WK Medical Center-Bossier

WK Medical Center-Pierremont

WK Medical Center-South

Fielder says Willis Knighton will never sacrifice personal connections or its old-fashioned approach to supporting the community, no matter how much technology the health system deploys.

Willis Knighton is among organizations supporting a new Ronald McDonald House, which will provide free lodging for the parents of seriously ill or injured children. The Ronald McDonald House will be at Willis Knighton South but will serve parents of children at all Shreveport hospitals.

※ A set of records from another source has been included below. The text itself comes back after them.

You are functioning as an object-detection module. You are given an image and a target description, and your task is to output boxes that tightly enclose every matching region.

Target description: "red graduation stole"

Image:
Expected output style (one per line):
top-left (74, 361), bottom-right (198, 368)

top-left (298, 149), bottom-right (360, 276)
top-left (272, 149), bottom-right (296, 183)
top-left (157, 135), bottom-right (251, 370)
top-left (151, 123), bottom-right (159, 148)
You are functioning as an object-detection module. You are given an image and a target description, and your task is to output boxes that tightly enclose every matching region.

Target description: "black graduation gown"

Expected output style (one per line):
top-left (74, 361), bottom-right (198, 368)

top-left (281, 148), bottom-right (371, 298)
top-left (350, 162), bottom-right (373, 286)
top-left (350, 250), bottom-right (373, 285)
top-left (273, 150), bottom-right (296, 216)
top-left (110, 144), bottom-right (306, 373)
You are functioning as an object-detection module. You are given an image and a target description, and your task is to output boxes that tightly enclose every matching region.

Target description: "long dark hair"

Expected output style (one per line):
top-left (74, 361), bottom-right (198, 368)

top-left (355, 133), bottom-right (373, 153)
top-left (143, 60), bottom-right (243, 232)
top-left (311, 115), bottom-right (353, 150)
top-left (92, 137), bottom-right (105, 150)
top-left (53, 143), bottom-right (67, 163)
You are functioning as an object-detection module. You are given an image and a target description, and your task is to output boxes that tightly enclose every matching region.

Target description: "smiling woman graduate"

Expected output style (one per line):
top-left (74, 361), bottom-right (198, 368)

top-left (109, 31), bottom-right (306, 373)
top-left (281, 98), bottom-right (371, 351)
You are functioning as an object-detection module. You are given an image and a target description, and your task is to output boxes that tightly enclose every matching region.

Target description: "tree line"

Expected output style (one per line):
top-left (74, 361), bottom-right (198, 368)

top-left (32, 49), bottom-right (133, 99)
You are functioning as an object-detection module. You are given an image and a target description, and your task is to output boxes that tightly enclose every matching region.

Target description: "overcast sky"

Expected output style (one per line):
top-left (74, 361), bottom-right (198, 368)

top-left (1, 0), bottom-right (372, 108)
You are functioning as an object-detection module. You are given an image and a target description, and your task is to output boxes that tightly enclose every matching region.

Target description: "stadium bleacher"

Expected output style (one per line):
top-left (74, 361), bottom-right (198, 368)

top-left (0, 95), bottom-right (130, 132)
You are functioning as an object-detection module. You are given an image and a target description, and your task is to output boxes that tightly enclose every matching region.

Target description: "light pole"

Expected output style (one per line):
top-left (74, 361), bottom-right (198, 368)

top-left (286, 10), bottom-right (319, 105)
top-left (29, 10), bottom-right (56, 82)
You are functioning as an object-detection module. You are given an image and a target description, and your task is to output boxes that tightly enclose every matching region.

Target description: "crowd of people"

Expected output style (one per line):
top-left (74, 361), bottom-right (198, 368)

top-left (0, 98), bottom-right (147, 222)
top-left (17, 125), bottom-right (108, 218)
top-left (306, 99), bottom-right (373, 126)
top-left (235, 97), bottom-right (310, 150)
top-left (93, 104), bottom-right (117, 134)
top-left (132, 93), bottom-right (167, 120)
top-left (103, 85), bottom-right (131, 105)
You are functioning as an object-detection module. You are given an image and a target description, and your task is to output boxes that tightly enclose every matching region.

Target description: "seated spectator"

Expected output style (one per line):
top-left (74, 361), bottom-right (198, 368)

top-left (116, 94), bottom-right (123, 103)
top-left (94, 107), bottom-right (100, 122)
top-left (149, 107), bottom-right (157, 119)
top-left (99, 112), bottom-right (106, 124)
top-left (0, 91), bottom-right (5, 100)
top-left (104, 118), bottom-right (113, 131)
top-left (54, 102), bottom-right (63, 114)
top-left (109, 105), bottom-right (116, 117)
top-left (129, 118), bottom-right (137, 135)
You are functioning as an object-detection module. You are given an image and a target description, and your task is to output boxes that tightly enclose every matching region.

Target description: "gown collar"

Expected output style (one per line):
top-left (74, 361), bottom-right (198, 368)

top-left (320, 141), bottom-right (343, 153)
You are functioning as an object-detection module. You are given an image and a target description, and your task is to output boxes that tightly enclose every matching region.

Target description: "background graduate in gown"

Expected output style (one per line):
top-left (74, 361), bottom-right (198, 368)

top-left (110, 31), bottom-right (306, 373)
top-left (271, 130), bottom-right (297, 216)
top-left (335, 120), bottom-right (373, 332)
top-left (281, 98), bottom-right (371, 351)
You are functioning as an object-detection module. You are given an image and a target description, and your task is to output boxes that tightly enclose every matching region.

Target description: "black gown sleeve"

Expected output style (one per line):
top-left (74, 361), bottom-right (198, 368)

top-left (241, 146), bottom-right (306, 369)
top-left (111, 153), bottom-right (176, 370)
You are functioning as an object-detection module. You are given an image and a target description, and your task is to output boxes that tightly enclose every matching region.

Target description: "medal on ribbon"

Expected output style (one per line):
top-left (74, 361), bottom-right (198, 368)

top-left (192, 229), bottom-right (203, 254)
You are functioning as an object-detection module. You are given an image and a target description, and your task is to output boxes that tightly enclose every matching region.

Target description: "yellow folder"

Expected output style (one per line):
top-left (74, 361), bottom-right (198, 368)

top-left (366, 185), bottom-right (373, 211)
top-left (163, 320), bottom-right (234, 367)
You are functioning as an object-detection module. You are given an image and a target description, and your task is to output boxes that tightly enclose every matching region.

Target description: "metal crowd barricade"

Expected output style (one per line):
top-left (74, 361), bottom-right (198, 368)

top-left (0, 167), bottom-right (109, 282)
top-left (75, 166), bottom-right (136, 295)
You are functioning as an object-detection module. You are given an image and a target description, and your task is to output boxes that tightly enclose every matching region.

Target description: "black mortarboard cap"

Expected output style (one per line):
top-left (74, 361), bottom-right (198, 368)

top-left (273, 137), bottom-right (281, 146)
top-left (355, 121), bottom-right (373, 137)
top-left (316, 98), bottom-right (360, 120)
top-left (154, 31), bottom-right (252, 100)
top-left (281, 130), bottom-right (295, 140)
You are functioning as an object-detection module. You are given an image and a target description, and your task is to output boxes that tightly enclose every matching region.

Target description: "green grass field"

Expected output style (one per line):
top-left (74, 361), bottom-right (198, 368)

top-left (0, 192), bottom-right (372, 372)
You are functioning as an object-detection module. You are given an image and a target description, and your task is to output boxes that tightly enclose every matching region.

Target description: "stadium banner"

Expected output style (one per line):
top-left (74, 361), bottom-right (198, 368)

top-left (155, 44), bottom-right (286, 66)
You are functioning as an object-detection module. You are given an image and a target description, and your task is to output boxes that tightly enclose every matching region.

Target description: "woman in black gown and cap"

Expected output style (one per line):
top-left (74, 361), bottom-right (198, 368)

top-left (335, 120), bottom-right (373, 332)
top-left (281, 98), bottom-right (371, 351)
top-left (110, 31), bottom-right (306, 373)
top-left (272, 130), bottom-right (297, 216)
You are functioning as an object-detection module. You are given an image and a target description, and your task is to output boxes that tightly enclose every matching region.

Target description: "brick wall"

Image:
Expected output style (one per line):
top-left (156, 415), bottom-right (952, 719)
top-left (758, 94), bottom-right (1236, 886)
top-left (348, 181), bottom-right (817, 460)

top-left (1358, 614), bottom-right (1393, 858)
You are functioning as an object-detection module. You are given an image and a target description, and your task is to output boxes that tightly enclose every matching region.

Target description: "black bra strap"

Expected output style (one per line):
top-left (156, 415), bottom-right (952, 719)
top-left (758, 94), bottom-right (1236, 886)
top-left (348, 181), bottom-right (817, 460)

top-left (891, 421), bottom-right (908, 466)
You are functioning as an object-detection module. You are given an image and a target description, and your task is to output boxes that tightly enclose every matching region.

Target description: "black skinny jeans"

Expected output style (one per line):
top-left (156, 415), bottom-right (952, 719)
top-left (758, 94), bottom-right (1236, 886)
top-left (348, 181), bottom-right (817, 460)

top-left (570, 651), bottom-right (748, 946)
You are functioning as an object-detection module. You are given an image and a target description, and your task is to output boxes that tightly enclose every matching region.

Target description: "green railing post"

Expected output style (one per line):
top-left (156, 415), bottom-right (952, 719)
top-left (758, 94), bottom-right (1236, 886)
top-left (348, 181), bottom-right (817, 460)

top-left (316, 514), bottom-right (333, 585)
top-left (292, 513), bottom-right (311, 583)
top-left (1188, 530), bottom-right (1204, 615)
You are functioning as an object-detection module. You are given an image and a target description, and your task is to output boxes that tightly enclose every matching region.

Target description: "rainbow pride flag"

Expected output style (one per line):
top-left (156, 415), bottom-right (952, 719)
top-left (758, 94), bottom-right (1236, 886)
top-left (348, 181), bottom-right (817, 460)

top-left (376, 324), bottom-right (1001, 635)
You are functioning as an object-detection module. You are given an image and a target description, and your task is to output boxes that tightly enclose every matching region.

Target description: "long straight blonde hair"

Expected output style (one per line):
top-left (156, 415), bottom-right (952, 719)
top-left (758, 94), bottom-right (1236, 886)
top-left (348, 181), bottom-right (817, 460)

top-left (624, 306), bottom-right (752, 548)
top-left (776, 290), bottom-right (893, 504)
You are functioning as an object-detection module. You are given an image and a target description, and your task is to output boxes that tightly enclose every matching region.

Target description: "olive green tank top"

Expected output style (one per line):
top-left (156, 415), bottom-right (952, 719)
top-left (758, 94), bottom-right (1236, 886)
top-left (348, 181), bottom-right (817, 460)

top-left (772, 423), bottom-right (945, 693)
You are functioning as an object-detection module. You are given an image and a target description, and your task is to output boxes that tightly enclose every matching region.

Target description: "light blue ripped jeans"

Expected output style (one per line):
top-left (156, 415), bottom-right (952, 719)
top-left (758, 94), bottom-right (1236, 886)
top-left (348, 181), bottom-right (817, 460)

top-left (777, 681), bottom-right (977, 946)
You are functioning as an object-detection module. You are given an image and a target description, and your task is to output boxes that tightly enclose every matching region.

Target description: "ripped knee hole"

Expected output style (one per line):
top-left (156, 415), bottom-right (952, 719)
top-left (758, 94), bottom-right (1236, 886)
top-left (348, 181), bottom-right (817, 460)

Fielder is also directly involved in community organizations. This year, he’s chairman of the American Heart Association Heart Walk, which is part of Willis Knighton’s 100th anniversary celebration, thanking the community for a century of support.

Fielder says Willis Knighton is dedicated to not only healing the sick but also promoting lifelong wellness though community support.

“We believe in tithing,” Fielder says. “Ten percent of the net income every year is reinvested into the community. We feel obligated to support organizations that support our mission. It’s empowering them to help us help others.”